Accessing Brigham Young University Collections Online -- Part Five




Every major library has a special collections section or department. The Harold B. Lee Library at Brigham Young University has an extensive archive with a huge underground preservation vault. The L. Tom Perry Special Collections Library has some surprising collections.


Special collections libraries often collect the "papers" of historically important or interesting people. Usually, in a university or college library, the decisions to add documents to the library's collections is made by the curators, usually professors, at the school. You cannot assume that your family was "too poor" or "too obscure" to have important genealogical documents preserved in a university special collections library. For example, my Great-grandmother accumulated a huge collection of genealogically important documents during her lifetime. Normally, those documents would have been lost to her posterity. But, I made the effort to convince the BYU Special Collections Library to take all the documents. There are over 16,000 names of people she collected in those documents. Here is the catalog entry for the Mary Ann Linton Morgan Papers.

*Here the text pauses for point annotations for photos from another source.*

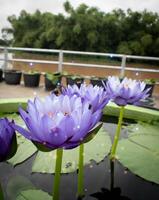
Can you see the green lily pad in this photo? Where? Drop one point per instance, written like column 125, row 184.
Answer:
column 16, row 184
column 95, row 150
column 33, row 195
column 140, row 152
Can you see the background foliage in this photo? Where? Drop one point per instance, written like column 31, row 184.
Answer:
column 88, row 29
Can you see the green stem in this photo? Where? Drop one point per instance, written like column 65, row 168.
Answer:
column 111, row 175
column 56, row 189
column 80, row 192
column 117, row 134
column 1, row 193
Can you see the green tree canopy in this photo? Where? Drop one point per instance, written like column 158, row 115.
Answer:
column 88, row 29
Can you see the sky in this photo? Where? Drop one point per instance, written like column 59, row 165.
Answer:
column 10, row 7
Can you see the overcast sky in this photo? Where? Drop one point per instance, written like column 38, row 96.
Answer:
column 9, row 7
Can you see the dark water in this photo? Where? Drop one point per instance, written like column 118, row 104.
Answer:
column 98, row 181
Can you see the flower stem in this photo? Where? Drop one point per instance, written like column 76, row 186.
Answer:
column 111, row 175
column 80, row 192
column 56, row 188
column 1, row 193
column 117, row 134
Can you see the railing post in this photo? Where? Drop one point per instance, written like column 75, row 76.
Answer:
column 60, row 61
column 5, row 65
column 123, row 65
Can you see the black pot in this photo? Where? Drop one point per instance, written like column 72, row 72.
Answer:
column 1, row 75
column 151, row 86
column 97, row 82
column 12, row 77
column 72, row 81
column 31, row 80
column 49, row 85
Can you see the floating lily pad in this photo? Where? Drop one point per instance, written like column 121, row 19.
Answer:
column 33, row 195
column 140, row 152
column 95, row 150
column 16, row 184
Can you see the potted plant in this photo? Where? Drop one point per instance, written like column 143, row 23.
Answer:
column 1, row 75
column 31, row 78
column 52, row 80
column 97, row 81
column 150, row 83
column 12, row 77
column 74, row 79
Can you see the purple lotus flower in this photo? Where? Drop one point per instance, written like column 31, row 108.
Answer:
column 58, row 121
column 125, row 92
column 8, row 145
column 96, row 96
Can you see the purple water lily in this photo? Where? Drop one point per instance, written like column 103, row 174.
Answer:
column 8, row 143
column 95, row 95
column 125, row 92
column 58, row 121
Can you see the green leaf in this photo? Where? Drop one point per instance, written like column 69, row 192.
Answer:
column 132, row 112
column 33, row 195
column 16, row 184
column 95, row 150
column 25, row 150
column 140, row 153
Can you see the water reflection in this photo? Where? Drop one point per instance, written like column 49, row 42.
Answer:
column 112, row 193
column 115, row 193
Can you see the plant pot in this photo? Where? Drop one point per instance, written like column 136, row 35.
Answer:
column 151, row 86
column 12, row 77
column 31, row 80
column 1, row 75
column 97, row 82
column 72, row 81
column 51, row 85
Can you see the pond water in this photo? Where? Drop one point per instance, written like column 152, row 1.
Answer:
column 100, row 183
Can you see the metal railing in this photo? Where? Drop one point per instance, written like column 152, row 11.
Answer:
column 61, row 62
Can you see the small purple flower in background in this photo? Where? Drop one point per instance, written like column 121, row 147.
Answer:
column 96, row 95
column 58, row 122
column 8, row 144
column 125, row 92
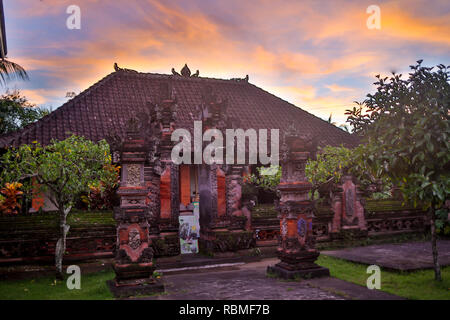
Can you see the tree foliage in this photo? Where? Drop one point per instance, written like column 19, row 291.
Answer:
column 63, row 169
column 17, row 112
column 10, row 71
column 405, row 124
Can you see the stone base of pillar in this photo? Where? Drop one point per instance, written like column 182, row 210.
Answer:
column 134, row 287
column 298, row 265
column 287, row 271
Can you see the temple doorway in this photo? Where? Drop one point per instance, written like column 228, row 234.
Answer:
column 189, row 218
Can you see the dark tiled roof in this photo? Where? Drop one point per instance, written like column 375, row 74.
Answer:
column 104, row 109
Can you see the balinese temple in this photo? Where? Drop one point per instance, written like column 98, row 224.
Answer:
column 138, row 110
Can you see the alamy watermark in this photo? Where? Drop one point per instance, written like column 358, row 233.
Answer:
column 374, row 20
column 214, row 151
column 74, row 20
column 74, row 280
column 374, row 280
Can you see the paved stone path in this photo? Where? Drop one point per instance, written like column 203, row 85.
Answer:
column 249, row 282
column 405, row 256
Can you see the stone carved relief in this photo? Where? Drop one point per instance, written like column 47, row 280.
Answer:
column 133, row 175
column 134, row 239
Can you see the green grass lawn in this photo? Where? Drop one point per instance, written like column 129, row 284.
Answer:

Here is the description of the documents from the Library Catalog:
The Mary Ann Linton Morgan family papers contains geneaological information and pedigree charts compiled by Mary Ann Linton Morgan. Also included are letters from 1869, 1878. Old family trees of the Sutton family are included. A diary from 1924 is contained as well as the patriarchal blessing of Mary Ann Linton Morgan. In addition, there are two letters to the family of John Hamilton Morgan from Heber J. Grant. Missionary photographs from the 1930s in Tonga are included from an Elder Vincent. The collection contains documents from 1869-1990 but primarily consists of materials from circa 1930-1950.
These "papers" are genealogically and historically valuable. A more complete description of the papers is contained in the Manuscript Collection Descriptions.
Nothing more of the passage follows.